Cannes 2026: Beyond the chilling effect

FSE STATEMENT – 21 MAY 2026

The 2026 Cannes Film Festival will be remembered as the unintended stage of a demonstration of the growing threats to freedom of creation and expression in Europe.

Seven days ago, an open letter signed by six hundred professionals of French cinema warned against the grip of a single shareholder over the leading private financier of French cinema, because the shareholder’s statements and decisions reveal an explicit ideological agenda. Four days later, in Le Monde, two professional organisations of producers publicly disavowed the open letter, worried about the consequences for their ongoing negotiations with the financier.
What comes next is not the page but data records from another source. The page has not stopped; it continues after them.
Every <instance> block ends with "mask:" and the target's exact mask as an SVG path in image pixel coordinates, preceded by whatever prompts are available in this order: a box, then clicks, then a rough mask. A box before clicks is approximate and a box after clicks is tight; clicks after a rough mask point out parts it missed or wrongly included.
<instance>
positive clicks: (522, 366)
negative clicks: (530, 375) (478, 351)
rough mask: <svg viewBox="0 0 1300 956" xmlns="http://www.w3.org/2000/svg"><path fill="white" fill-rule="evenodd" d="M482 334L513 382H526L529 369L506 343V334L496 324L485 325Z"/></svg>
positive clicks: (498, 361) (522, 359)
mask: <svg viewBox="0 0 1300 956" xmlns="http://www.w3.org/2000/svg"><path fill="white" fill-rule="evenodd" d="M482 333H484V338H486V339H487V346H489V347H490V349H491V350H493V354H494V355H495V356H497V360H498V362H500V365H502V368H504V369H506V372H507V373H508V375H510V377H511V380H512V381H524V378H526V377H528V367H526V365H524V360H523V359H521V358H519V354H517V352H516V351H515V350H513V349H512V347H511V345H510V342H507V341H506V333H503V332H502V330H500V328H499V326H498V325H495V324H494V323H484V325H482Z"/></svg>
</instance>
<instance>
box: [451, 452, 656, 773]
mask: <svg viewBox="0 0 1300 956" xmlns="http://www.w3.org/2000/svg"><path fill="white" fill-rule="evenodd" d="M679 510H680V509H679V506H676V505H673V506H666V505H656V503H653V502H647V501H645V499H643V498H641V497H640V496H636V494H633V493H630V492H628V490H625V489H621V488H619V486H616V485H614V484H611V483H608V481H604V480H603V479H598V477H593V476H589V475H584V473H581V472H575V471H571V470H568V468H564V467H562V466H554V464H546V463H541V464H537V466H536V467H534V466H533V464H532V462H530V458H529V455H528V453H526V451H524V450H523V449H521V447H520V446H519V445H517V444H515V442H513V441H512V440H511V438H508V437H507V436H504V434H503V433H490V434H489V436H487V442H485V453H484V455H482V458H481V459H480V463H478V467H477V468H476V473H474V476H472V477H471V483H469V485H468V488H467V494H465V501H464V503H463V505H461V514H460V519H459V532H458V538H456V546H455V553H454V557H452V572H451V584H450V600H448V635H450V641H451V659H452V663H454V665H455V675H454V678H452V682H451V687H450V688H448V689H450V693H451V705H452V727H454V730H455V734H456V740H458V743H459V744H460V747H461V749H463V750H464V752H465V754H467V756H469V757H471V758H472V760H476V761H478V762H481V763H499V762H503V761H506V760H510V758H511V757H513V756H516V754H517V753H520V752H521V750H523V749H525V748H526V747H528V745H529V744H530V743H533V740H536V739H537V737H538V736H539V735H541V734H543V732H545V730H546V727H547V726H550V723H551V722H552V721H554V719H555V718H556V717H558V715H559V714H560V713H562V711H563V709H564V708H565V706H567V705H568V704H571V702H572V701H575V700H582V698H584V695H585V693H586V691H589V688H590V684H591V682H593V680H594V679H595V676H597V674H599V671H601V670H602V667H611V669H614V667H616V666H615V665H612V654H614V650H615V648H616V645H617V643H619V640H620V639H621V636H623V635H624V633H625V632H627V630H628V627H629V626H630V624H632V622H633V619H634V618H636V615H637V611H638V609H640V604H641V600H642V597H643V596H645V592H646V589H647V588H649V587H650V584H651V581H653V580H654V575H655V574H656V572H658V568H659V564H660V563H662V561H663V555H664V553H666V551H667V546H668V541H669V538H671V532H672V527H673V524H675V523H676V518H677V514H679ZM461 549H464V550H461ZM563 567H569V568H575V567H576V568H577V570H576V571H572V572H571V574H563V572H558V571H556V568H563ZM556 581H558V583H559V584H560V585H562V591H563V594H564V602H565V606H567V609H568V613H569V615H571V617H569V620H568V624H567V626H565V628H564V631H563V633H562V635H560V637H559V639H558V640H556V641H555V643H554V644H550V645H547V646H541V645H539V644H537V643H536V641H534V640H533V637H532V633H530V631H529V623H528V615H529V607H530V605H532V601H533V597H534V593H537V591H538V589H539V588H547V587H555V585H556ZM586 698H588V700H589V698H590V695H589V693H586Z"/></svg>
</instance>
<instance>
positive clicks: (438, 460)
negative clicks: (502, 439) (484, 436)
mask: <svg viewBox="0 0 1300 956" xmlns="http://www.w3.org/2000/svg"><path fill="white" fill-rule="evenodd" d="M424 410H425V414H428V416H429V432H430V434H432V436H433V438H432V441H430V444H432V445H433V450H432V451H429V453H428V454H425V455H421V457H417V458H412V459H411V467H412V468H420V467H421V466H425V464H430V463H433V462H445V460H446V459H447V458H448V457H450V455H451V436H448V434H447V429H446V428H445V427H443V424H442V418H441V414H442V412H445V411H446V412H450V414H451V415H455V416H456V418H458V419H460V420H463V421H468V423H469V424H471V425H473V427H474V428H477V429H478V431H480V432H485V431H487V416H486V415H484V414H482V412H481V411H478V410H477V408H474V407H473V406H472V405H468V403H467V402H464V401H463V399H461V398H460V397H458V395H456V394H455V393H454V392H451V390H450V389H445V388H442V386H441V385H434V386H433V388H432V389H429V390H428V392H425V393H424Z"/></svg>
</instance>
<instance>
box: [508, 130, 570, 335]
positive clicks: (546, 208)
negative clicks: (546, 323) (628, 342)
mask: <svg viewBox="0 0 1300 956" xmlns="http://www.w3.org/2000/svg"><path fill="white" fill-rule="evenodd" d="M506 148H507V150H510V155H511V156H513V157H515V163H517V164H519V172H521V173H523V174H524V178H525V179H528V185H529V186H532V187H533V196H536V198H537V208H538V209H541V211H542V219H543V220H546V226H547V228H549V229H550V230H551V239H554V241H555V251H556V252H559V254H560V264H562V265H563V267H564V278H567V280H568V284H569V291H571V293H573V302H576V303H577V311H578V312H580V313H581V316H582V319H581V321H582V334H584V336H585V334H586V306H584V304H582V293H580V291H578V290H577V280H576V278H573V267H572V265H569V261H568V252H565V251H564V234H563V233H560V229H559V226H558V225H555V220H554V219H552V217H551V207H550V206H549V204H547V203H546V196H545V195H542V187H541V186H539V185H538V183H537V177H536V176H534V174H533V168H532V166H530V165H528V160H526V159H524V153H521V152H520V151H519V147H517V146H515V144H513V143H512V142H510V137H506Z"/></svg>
Finally, two days later, in Cannes, the president of the financier publicly announced that the company would no longer work with the signatories of the open letter — even though, as president, he embodies a legal entity designed to be independent from its shareholders.

The chronology speaks for itself.

Suggestions that the concerns voiced by the six hundred were premature or inappropriate were invalidated in real time in Cannes, by exactly those they were designating.

Four cases in which works were affected by decisions attributed to the same shareholder — in their financing, their content or their distribution — have since been documented. Amongst them is the recent testimony of director Christophe Honoré, published in the magazine Trois Couleurs, reporting statements directly attributed to the same shareholder who personally intervened in the film validation committees, leading to the exclusion of two films from Canal+ main funding — one dealing with gay characters, the other with a trade unionist struggle: « No queers, no trade unionists ».

Four cases. Five words. The diagnosis no longer requires comment.

The Federation of Screenwriters in Europe emphasizes that this pattern is recognizable throughout Europe. The Right to Write report, published by the FSE in 2026, methodically documents its Hungarian, Polish, Slovak, Slovenian and Bulgarian variants of the same type of economic entity, using the same methods. Acquiring the media and cultural industries to intervene in the creation of their content. Dissenting voices are economically sanctioned while every demand for stronger legal protection of creators is framed, through a rhetoric of disqualification, as a liberty-killing or archaic relic of the past.

Under cover of moral principles, these entities deploy purely discretionary decisions serving a targeted ideological agenda. Principles which they invoke only to contradict — such as editorial diversity.

The FSE expresses its full and unwavering solidarity with the six hundred signatories of the open letter, with all the professionals targeted by the publicly announced retaliation, and with all European authors affected by any form of censorship.

At both national and European level, laws have long been established to protect freedom of creation and freedom of expression, and to prohibit discrimination on grounds of political opinions, trade union activities or sexual orientation. The only remaining question is whether these laws will be applied with the same seriousness with which they were written.